原田左官工業所は、施工ノウハウの蓄積や顧客対応履歴の共有による業務効率化を目的に、Google WorkspaceとGeminiなどの生成AIを活用した業務改善の取り組みを開始した。5月21日、システム導入を支援したアルパカが発表した。すでに社内で使い慣れている既存の環境を活かし、現場のフローを壊さずに生成AIを日常業務に取り入れる環境づくりを進める。現場の知見を会社の共通資産とすることで、誰もが必要な情報に迷わずアクセスできる業務運用体制の構築を目指す。
1949年創業の原田左官工業所は、東京都文京区に本社を置く左官工事会社だ。常時60名以上の職人が在籍し、現場ごとに異なる多様な工法や仕上げに対応している。しかし、現場ごとの情報や施工ノウハウ、顧客対応履歴といった重要データが各担当者に分散しやすく、必要なときに必要な情報を引き出せる状態にすることが課題となっていた。また、営業窓口で受けた情報を工事の実行時に正確に伝える仕組みや、施工事例を紹介するブログ記事作成において、担当者ごとの知識や表現の差を解消して品質を一定に保つ仕組みも求められていた。
今回の取り組みでは、既存のGoogle Workspace環境を起点に、四つの支援を段階的に進めている。まず、施工事例や技術情報を発信するブログ作成の支援として、文章の型や役割を設定できるGeminiの「Gem」機能を活用した専用のAIアシスタントを構築した。指定の文体に合わせてAIが質問や構成案を提示することで、担当者の知見を活かした下書き作成の効率化を図る。
次に、資料を読み込ませて必要な情報を検索できるGoogleのAIツール「NotebookLM」を活用し、社内のドキュメントやPDF、テキストデータを整理。施工ノウハウや過去の事例、技術的な判断材料を特定の担当者だけに依存せず、社内で共有・参照できる状態を整える。
さらに、Google Chatのスペース設定やメール連携機能を改善し、依頼内容や進捗情報をチャットのスレッドへ正確に反映させる運用を整備した。既存の環境を変えることなく、関係者間での円滑な情報共有とタスク管理を可能にしている。加えて、担当者が日報を通じて自身の行動を振り返るための「内省日報Gem」も導入。AIが客観的な視点で質問やフィードバックを行うことで、業務改善に向けた対話と言語化の習慣化を後押しする。
今後は、今回の活用支援を土台として、サンプル制作管理、写真や工程情報の検索、工事指示書作成支援、技能伝承AIなどの活用についても段階的に検討を進める。

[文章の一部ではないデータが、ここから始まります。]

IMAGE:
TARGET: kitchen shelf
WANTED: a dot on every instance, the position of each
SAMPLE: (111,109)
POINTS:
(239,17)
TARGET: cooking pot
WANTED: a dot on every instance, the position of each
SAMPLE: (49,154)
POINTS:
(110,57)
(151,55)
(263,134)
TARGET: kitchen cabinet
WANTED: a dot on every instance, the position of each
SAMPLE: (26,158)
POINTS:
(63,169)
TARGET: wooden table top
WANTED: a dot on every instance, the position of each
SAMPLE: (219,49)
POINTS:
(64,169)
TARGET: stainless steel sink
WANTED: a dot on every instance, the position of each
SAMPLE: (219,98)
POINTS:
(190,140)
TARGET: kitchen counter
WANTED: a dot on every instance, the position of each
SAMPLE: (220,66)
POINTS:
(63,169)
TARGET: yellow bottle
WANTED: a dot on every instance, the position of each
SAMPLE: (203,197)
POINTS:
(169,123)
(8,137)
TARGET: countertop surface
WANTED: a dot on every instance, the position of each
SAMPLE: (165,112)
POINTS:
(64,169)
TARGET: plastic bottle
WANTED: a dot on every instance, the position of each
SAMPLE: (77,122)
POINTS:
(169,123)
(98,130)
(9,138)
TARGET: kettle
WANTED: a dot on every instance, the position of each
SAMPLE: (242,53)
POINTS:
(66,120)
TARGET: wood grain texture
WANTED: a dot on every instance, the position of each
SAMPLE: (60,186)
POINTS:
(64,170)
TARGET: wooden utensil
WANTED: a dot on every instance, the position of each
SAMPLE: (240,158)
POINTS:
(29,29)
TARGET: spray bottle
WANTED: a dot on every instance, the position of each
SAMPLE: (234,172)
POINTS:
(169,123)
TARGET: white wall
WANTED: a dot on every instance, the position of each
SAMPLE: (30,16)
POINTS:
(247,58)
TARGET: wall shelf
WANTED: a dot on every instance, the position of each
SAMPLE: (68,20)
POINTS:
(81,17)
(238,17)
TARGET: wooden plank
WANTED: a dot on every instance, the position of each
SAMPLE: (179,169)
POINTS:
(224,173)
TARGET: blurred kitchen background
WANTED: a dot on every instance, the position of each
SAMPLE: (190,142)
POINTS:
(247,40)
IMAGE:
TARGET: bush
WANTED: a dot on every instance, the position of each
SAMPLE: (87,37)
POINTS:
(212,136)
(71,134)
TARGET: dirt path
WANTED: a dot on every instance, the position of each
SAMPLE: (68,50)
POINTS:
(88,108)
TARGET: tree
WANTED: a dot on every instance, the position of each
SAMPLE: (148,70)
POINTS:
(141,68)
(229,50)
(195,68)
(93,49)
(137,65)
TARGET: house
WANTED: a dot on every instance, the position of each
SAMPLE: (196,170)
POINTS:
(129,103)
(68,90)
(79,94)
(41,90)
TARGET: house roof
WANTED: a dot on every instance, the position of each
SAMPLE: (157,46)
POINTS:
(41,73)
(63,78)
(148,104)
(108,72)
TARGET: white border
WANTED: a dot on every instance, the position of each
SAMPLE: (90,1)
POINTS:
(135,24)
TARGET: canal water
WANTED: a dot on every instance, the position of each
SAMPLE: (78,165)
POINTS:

原田左官工業所代表取締役社長の原田宗亮氏は、「今回は、単にAIツールを導入するのではなく、社内メンバーが活用し始めているGoogle WorkspaceをベースにしたAI活用を重視しており、それに合った支援を頂いている。アルパカは我々のような中小企業の組織体制を理解したうえで、寄り添いながら導入支援をしてもらっており、社内に根付く仕組みになっている。現在進めているブログ作成や日報以外にも、今まで人員をかけて行っていた情報整理・共有など、身近な業務にもAIを活用していきたい」とコメントしている。